Sobre o anúncio do Governador do Banco de Portugal de uma nova
canalização de recursos públicos para a banca privada
por Agostinho Lopes
O anúncio pelo Governador do Banco de Portugal sobre a
intervenção no Banco Espírito Santo constitui uma
peça mais no escandaloso processo dirigido para fazer pagar aos
trabalhadores e ao povo português os custos da especulação
e da gestão danosa dos principais grupos financeiros, desenvolvidas e
alimentadas ao longo de anos com a conivência dos governos e dos supostos
reguladores.
1. O anúncio ontem realizado começa por ser um rotundo desmentido
às sucessivas e solenes declarações, nas últimas
semanas, do Primeiro-Ministro, Ministra das Finanças e do próprio
Governador do Banco de Portugal (BdP) do não recurso a fundos
públicos para a resolução do colossal buraco
económico e financeiro do BES/GES. Na verdade, o Governo escondeu-se
atrás do Governador do BdP, para iludir que é por sua
decisão e responsabilidade que, invocando a defesa dos depositantes,
serão canalizados novamente para as mãos do grande capital
milhares de milhões de euros para tapar os buracos e continuar a
alimentar a lógica dos grupos financeiros e a especulação
a que se têm dedicado.
2. O PCP denuncia a colossal mistificação que, a coberto de um
alegado recurso ao chamado Fundo de Resolução, tem em vista
esconder a verdadeira natureza e consequência da
intervenção agora decidida.
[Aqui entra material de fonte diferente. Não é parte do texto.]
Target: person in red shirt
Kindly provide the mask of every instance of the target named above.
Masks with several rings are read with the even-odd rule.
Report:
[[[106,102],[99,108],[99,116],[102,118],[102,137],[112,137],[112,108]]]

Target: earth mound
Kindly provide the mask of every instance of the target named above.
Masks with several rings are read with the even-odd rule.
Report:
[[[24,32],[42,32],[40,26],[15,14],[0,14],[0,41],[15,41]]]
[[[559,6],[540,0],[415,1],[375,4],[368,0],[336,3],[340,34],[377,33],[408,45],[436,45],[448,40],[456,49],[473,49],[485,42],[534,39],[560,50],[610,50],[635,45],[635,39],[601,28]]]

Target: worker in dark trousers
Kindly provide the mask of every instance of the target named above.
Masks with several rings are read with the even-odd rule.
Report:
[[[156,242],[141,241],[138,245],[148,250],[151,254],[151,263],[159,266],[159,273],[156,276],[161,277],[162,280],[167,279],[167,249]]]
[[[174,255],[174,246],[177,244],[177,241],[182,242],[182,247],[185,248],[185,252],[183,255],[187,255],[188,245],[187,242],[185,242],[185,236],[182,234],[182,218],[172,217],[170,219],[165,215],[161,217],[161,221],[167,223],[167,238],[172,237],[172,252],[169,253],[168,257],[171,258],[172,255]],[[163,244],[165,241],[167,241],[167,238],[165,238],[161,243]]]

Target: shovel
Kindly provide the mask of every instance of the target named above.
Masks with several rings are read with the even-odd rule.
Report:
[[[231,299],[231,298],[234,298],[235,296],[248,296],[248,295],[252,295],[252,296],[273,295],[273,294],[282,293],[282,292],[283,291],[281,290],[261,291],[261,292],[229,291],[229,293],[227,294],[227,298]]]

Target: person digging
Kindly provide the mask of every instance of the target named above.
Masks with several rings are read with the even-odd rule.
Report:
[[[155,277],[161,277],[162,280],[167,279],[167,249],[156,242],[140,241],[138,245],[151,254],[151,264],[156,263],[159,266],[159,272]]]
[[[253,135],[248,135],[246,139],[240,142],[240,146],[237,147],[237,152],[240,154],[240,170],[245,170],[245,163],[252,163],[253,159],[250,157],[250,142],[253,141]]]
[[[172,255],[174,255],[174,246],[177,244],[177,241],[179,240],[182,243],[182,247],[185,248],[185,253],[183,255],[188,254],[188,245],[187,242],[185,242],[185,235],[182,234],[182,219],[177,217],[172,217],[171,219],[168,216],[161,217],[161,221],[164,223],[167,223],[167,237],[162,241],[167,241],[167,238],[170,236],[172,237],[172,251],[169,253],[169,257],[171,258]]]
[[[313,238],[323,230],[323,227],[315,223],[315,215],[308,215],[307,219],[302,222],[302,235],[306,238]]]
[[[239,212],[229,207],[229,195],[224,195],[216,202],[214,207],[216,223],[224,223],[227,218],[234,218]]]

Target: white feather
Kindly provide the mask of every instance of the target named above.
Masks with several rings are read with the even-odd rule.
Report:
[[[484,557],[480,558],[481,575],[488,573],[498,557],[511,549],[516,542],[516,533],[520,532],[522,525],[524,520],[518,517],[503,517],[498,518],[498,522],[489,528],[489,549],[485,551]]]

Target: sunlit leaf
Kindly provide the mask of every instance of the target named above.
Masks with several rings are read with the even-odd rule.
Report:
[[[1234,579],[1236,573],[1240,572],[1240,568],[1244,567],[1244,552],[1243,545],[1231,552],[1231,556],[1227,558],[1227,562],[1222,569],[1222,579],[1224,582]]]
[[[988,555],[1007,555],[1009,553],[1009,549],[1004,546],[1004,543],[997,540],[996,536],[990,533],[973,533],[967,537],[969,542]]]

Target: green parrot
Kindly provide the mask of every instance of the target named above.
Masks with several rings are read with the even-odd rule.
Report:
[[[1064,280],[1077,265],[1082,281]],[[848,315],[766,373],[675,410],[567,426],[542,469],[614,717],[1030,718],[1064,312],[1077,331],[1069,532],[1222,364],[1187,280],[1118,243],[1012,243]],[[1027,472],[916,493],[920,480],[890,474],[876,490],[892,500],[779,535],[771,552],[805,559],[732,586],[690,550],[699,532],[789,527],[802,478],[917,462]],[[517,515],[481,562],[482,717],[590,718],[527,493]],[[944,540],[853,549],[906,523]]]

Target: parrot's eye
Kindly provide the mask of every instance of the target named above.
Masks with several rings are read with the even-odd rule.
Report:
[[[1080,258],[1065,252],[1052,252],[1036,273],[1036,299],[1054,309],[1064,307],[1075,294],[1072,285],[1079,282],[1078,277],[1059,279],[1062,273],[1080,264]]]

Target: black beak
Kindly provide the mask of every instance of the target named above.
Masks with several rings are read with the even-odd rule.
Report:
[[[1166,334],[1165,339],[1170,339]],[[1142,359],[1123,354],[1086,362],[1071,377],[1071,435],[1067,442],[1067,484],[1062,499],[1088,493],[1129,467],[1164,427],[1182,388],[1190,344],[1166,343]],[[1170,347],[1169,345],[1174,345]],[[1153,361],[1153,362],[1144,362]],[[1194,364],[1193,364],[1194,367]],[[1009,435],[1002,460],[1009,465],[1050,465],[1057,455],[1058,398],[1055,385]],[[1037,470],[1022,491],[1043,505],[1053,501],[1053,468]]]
A ideia de que residiria nesse Fundo
de Resolução (tutelado pelo Ministério das Finanças
e Banco de Portugal) a solução encontrada cujo montante
ascende a escassas centenas de milhões de euros - constitui um embuste
dirigido a enganar os portugueses.
Trata-se de esconder e iludir a drenagem, de facto, de 4,4 mil milhões
de euros de empréstimo do Estado português como é
claramente referido pelo comunicado da Comissão Europeia - do chamado
Fundo de Recapitalização que, inserido no pacote da troika, os
portugueses e o País estão duramente a pagar com desemprego,
cortes de salários e pensões, restrições nos
direitos à saúde e à educação e aumento de
impostos, inseparáveis de um insuportável custo do serviço
da dívida.
Ao contrário dos que difundem a ideia de que esta operação
não trará custos para o Estado, a verdade é que, para
além dos custos que o País está a pagar com o fundo de
recapitalização e de desenvolvimentos imprevisíveis, a
não realização no futuro com a venda do Novo Banco do
dinheiro público agora emprestado, terá como consequência
adicional, face à responsabilidade que a Caixa Geral de Depósitos
tem no Fundo de Resolução, uma perda de recursos públicos
que, independentemente de apuramento mais rigoroso, poderá representar
uma elevada participação.
3. O PCP denuncia a operação de chantagem que, a pretexto da
acalmia dos mercados, dos riscos de contaminação e da
recuperação da confiança dos accionistas e depositantes,
visa uma vez mais - depois do buraco do BPN, da recapitalização
com dinheiros públicos no BCP, BPI e BANIF - canalizar milhares de
milhões de euros para cobrir o que devia ser coberto com a
mobilização do incomensurável património, dos
recursos e activos dos principais accionistas do Grupo e do Banco
Espírito Santo.
Chantagem que, em nome da salvaguarda dos depositantes e dos trabalhadores do
Grupo e do Banco, mais não visa do que cobrir uma decisão
dirigida a substituir as obrigações que competiriam aos
accionistas e a disponibilizar meios que serão utilizados para planos de
reestruturação que, entre outros aspectos ainda não
totalmente esclarecidos, visam não só o despedimento de milhares
de trabalhadores do Grupo e do Banco já em preparação, mas
também a continuação, por via de uma
Administração do agora designado Novo Banco -
constituída com o apoio dos principais accionistas do BES, incluindo a
família Espírito Santo que não tem no centro das
suas preocupações a defesa dos interesses nacionais.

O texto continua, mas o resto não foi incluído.